As seen in the Moultrie News  |  July 28, 2004

“Light Bulb Moments” According to Jan Clouse, founder and president of Carolina Lanterns and Accessories, what homeowners were doing before she opened her business five years ago was the “equivalent of getting all dressed up in formal attire with their best jewelry and then slipping on loafers as they went out the door.” “It’s sad,” she signs. “There are many beautiful old homes in downtown Charleston with these little black hardware store lights.” Carolina Lanterns specializes in handcrafted copper lanterns that do not rust, pit or lose color and can be fueled by natural gas, propane or electricity. The most popular styles are exact reproductions of specific lights on historic Charleston buildings dating back to the 1850s.
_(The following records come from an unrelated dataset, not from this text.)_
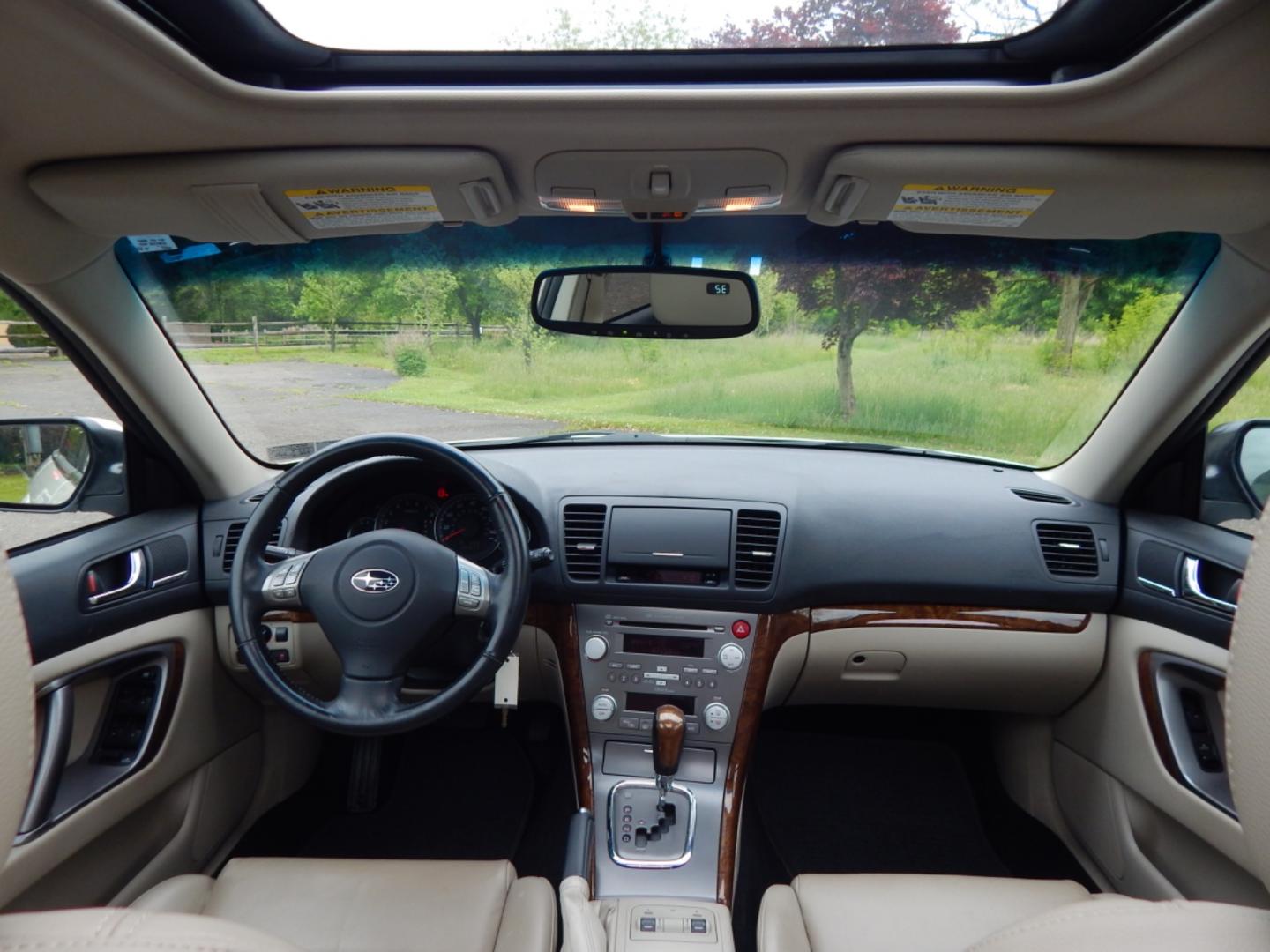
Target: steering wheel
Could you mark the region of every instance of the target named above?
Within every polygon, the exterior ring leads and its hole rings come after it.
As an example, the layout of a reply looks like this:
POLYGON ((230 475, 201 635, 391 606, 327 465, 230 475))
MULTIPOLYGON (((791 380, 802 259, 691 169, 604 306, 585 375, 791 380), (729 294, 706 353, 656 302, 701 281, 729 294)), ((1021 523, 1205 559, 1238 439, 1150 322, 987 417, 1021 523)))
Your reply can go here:
POLYGON ((507 660, 528 598, 528 543, 507 490, 466 453, 404 433, 344 439, 287 470, 244 528, 230 575, 234 638, 246 666, 283 707, 352 735, 411 730, 476 694, 507 660), (439 463, 466 476, 493 512, 505 569, 495 575, 404 529, 377 529, 282 562, 264 560, 271 533, 305 489, 342 466, 382 456, 439 463), (271 609, 306 609, 321 625, 343 666, 334 698, 293 685, 265 656, 255 633, 271 609), (488 644, 439 693, 403 701, 411 655, 458 618, 484 621, 488 644))

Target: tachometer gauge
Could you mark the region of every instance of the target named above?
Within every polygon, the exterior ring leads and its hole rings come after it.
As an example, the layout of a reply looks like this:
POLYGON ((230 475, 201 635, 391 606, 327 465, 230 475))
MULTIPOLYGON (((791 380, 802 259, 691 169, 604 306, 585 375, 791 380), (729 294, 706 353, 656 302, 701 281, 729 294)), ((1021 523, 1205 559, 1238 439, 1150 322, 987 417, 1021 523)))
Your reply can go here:
POLYGON ((437 504, 418 493, 403 493, 380 506, 375 517, 376 529, 406 529, 420 536, 432 536, 437 520, 437 504))
POLYGON ((489 504, 478 495, 465 494, 441 506, 434 538, 475 561, 489 557, 498 548, 498 527, 489 504))

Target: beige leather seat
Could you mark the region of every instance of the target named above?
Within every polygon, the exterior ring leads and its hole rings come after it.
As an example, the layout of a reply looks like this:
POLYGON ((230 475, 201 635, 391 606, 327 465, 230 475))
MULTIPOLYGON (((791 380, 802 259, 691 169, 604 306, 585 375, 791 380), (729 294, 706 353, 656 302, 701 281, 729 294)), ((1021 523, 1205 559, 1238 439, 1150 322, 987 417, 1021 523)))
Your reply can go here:
MULTIPOLYGON (((1262 514, 1259 539, 1270 538, 1262 514)), ((1243 835, 1270 889, 1270 552, 1253 546, 1231 638, 1226 759, 1243 835)), ((799 876, 772 886, 759 952, 1222 952, 1270 949, 1270 911, 1090 896, 1074 882, 969 876, 799 876)))
MULTIPOLYGON (((0 550, 0 863, 30 786, 30 654, 0 550)), ((555 952, 546 880, 508 862, 234 859, 132 909, 0 915, 0 952, 555 952)))

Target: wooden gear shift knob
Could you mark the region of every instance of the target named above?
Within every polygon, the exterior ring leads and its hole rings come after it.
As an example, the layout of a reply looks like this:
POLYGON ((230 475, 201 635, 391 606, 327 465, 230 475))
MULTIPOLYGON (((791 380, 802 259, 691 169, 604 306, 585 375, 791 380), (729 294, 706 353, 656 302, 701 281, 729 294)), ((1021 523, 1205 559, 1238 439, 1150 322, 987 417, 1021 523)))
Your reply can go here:
POLYGON ((673 777, 679 770, 687 721, 674 704, 662 704, 653 718, 653 772, 673 777))

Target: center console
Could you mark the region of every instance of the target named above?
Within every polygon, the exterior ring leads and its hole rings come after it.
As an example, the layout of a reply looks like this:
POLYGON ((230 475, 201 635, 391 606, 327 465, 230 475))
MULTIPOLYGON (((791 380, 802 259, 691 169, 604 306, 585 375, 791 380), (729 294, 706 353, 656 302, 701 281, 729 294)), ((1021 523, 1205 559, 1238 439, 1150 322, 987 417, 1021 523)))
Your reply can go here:
POLYGON ((575 611, 594 765, 596 892, 712 900, 724 774, 758 617, 575 611), (667 704, 682 711, 685 739, 673 786, 659 803, 652 737, 654 715, 667 704))

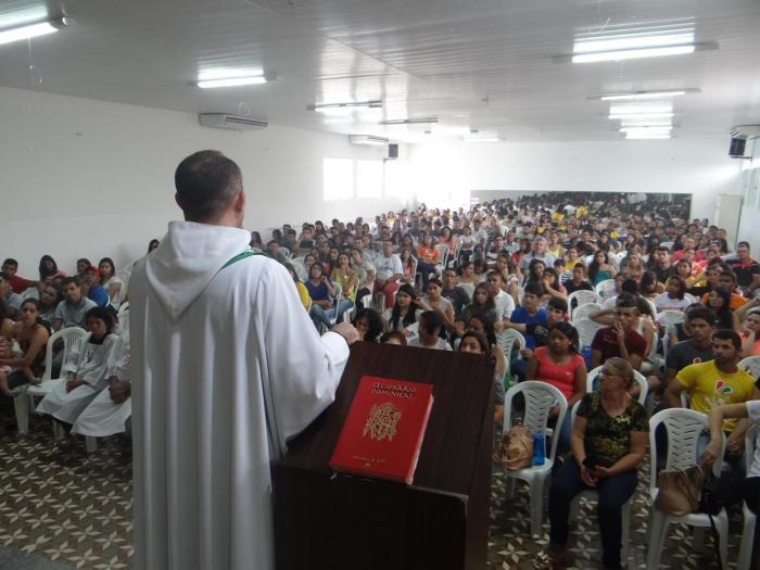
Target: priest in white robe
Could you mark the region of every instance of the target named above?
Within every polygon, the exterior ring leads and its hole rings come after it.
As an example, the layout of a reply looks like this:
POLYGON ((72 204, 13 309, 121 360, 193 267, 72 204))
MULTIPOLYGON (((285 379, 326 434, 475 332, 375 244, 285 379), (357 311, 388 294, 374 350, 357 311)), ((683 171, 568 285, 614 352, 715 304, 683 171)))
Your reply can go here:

They are named for the area of Charleston from which they were borrowed such as: The Ashley Avenue, The High Battery, The Traded Street and the St. Michaels. And each style can be mounted in ways to conform to all homes, yards and outbuildings, whether the owner wants one lantern or one on every corner.

Next to the unique products (or “House Jewelry”, as Jan calls them), Carolina Lantern’s most important ingredient for success is customer service. They will come to your house, size up the job, come back with a variety of appropriate lanterns and actually hold them up so you can see what they will look like. They will have a replacement usually in two days, and they will come to your home to check on a problem and recommend a solution, even if it’s not their installation. But the customer service policy closet to the heart of Jan Clouse would be there is “no job too small.” Years ago when she was building her house in Charleston, she went to a local lighting store to choose gas lanterns for the front door. The first question the clerk asked her was, “What is your lighting allowance?” The answer was “somewhere in the area of $3,000,” which seems rather impressive for two lanterns. It apparently didn’t impress the salesperson, however, who proceeded to turn her back on Jan and help another customer.

The experience has become something of a legend in the Charleston retail community. “A week doesn’t go by that someone doesn’t come in to the store asking, “Where is the woman who was snubbed in the lighting store?” Jan said, “I think it probably helps business because almost everyone has had an experience like that.” In five years Carolina Lanterns has grown so much that their customer base extends to every state in the U.S. and into Canada. Their distinctive products grace almost every home in the I’On and Park West, the French Quarter Inn, 1 Vendue Range, the Bristol, Home Magazine’s 2004 Home of the Year, the past three years of Charleston Symphony Designer Houses and the list goes on. There is simply no substitute for an original. When you take into account the graceful lanterns, the unbeatable customer service and the only place the find “the woman who was snubbed, “Carolina Lanterns is truly a Charleston original.